As it turns out, bbl appears to pass through the unmodified "rv64imac" CPU ISA string to Linux, who then assumes there is no FP available, and kills any process that attempts it without ever punting to M-mode. Lying to Linux by claiming "rv64imafdc" in the DTB gets it working. I'm looking at where BBL should do the "s/rv64imac/rv64imafdc/" edit to the DTB before starting its payload, and why it doesn't do so in my situation. I might have a patch soon if nobody beats me to it :)
@gsomlo I met same error with you,
[ 20.880859] init[1]: unhandled signal 4 code 0x1 at 0x0000003fbb501bb0 in ld-2.30.so[3fbb4f1000+17000]
[ 20.902984] CPU: 0 PID: 1 Comm: init Not tainted 5.7.0+ #1
[ 20.915893] epc: 0000003fbb501bb0 ra : 0000003fbb500cde sp : 0000003fffd8a480
[ 20.932342] gp : ffffffe000a2cf50 tp : 0000000000000000 t0 : 0000000000000000
[ 20.948211] t1 : 0000003fbb4f1e7c t2 : 000000006fffffff s0 : 0000000000000000
[ 20.964782] s1 : 0000003fffd8a620 a0 : 0000003fffd8a4b8 a1 : 0000000000000000
[ 20.981353] a2 : 0000003fffd8a6d8 a3 : 0000003fffd8a6c0 a4 : 0000003fffd8a4a8
[ 20.997222] a5 : 0000003fbb50a0e0 a6 : 7efefefefefefeff a7 : 24160a4b570a5248
[ 21.013793] s2 : 00000000000138c9 s3 : 00000000000bae10 s4 : 0000003fbb50a160
[ 21.029724] s5 : 0000000000000000 s6 : 0000003fbb50a160 s7 : 0000000000000000
[ 21.046295] s8 : 0000000000000000 s9 : 0000003fbb509ff8 s10: 0000003fffd8a6c0
[ 21.062927] s11: 0000003fffd8a6d8 t3 : 0000003fbb500cb0 t4 : 0000000000000004
[ 21.078735] t5 : 0000000000000004 t6 : 0000000000000004
[ 21.091796] status: 0000000200000020 badaddr: 000000000000b920 cause: 0000000000000002
Did you know how to view the disassemble code of at 0x0000003fbb501bb0 in ld-2.30.so[3fbb4f1000+17000]

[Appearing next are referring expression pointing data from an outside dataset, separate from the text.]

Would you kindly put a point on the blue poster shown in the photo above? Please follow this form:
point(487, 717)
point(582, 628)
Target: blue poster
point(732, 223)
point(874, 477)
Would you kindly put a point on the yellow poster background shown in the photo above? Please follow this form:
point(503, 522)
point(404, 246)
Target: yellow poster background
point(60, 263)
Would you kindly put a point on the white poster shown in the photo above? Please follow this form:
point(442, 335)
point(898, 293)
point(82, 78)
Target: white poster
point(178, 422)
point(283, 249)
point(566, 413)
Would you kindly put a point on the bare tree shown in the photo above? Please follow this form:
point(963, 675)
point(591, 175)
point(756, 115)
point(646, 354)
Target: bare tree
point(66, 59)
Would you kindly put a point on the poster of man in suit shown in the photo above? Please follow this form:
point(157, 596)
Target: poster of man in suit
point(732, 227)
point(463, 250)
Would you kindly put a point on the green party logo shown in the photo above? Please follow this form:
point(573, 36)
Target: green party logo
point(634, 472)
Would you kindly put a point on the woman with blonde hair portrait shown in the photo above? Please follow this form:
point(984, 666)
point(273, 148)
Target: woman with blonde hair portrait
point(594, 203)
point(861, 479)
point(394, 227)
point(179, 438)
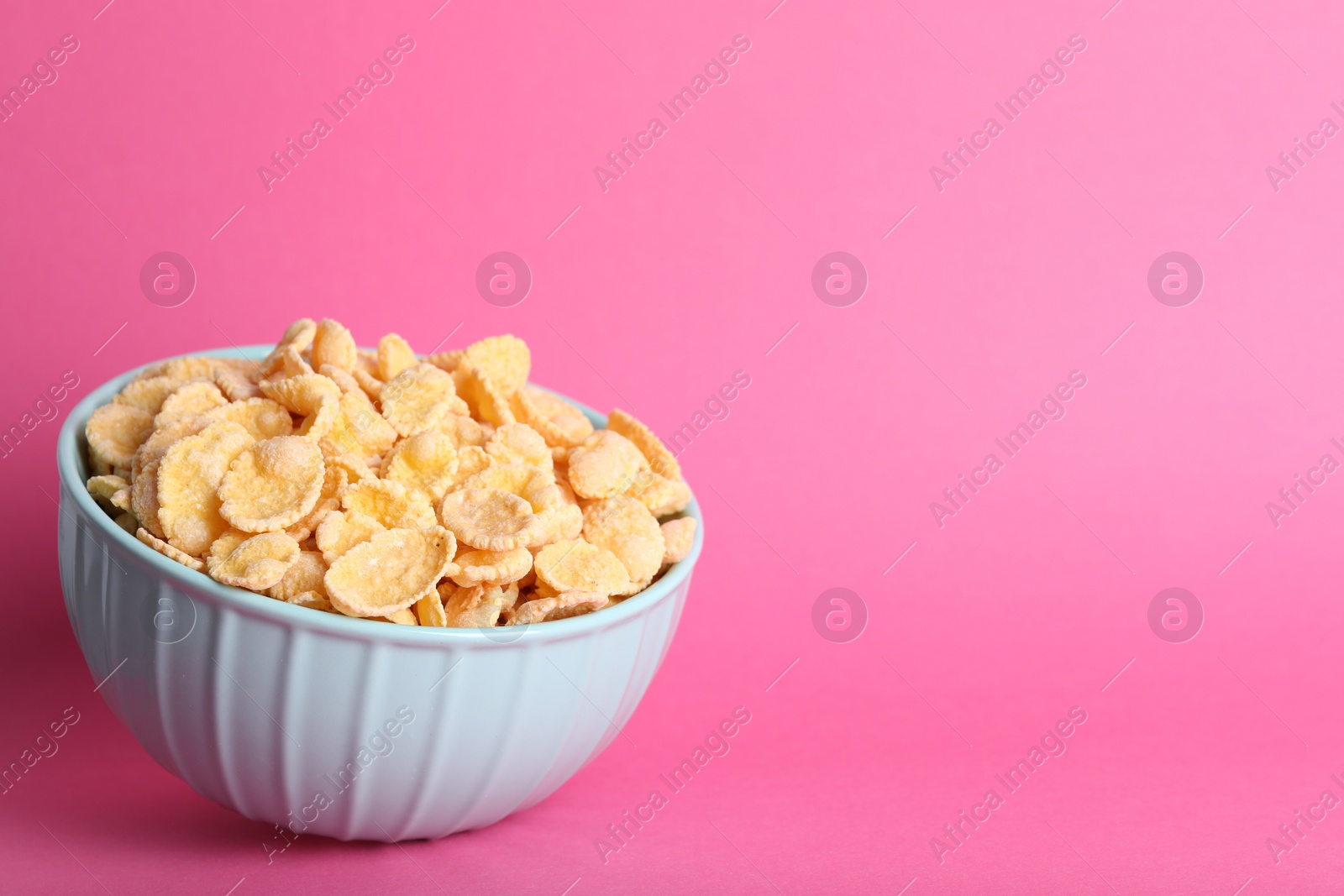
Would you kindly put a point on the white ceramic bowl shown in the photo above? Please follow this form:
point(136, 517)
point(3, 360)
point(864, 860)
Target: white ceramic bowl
point(344, 727)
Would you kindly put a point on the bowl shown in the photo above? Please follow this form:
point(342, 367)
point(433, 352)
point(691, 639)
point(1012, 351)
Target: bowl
point(344, 727)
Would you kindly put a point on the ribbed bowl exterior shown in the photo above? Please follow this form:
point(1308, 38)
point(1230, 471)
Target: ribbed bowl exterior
point(342, 727)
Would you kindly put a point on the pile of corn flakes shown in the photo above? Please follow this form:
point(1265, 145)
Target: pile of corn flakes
point(444, 490)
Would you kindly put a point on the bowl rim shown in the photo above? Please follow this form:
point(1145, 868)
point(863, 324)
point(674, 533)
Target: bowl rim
point(71, 472)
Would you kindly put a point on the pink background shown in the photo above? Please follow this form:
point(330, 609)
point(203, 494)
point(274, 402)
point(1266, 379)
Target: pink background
point(692, 266)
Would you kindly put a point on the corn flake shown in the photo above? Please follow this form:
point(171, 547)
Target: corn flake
point(490, 519)
point(504, 359)
point(304, 575)
point(333, 344)
point(394, 356)
point(417, 399)
point(261, 417)
point(606, 464)
point(188, 481)
point(519, 443)
point(568, 604)
point(425, 463)
point(559, 423)
point(678, 537)
point(625, 527)
point(390, 571)
point(272, 484)
point(170, 551)
point(578, 566)
point(342, 531)
point(302, 394)
point(662, 461)
point(390, 503)
point(259, 563)
point(492, 567)
point(114, 432)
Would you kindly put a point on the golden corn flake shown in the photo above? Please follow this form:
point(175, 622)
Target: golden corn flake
point(302, 394)
point(662, 461)
point(448, 360)
point(678, 537)
point(445, 492)
point(562, 606)
point(190, 399)
point(144, 469)
point(223, 546)
point(504, 359)
point(401, 617)
point(394, 356)
point(483, 396)
point(470, 607)
point(183, 369)
point(340, 531)
point(259, 563)
point(168, 551)
point(578, 566)
point(342, 378)
point(427, 463)
point(312, 600)
point(354, 465)
point(463, 430)
point(390, 571)
point(533, 484)
point(333, 344)
point(188, 481)
point(519, 443)
point(304, 575)
point(148, 394)
point(490, 519)
point(114, 432)
point(559, 423)
point(562, 524)
point(299, 335)
point(333, 483)
point(272, 484)
point(606, 464)
point(370, 430)
point(370, 385)
point(320, 423)
point(101, 488)
point(261, 417)
point(235, 385)
point(492, 567)
point(390, 503)
point(659, 495)
point(470, 461)
point(429, 610)
point(417, 399)
point(625, 527)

, I tried to use objdump to disassemble the ld-2.30.so, but I can't get the disassemble code at 0x0000003fbb501bb0 address.
Thanks for any input you can provide.
On Tue, Nov 17, 2020 at 12:49:27AM -0800, Huaqi Fang wrote:
Did you know how to view the disassemble code of at 0x0000003fbb501bb0 in ld-2.30.so[3fbb4f1000+17000], I tried to use objdump to disassemble the ld-2.30.so, but I can't get the disassemble code at 0x0000003fbb501bb0 address.
Not sure whether this really is the same problem or not -- depends on the faulting instruction you're trying to disassemble. Not sure what your specifics are -- off the top of my head, one way for objdump to not work properly is if you're using the x86 native objdump on cross-compiled code for a different architecture -- make sure you're using the objdump associated with your toolchain for the target CPU arch.
My problem was specific to floating-point opcodes on RV64GC, and the solution is outlined in comment https://github.com/riscv/riscv-pk/issues/166#issuecomment-508222340
HTH, --G
OK, thank you @gsomlo , I will try to use riscv objdump to check the instruction mentioned in the offset.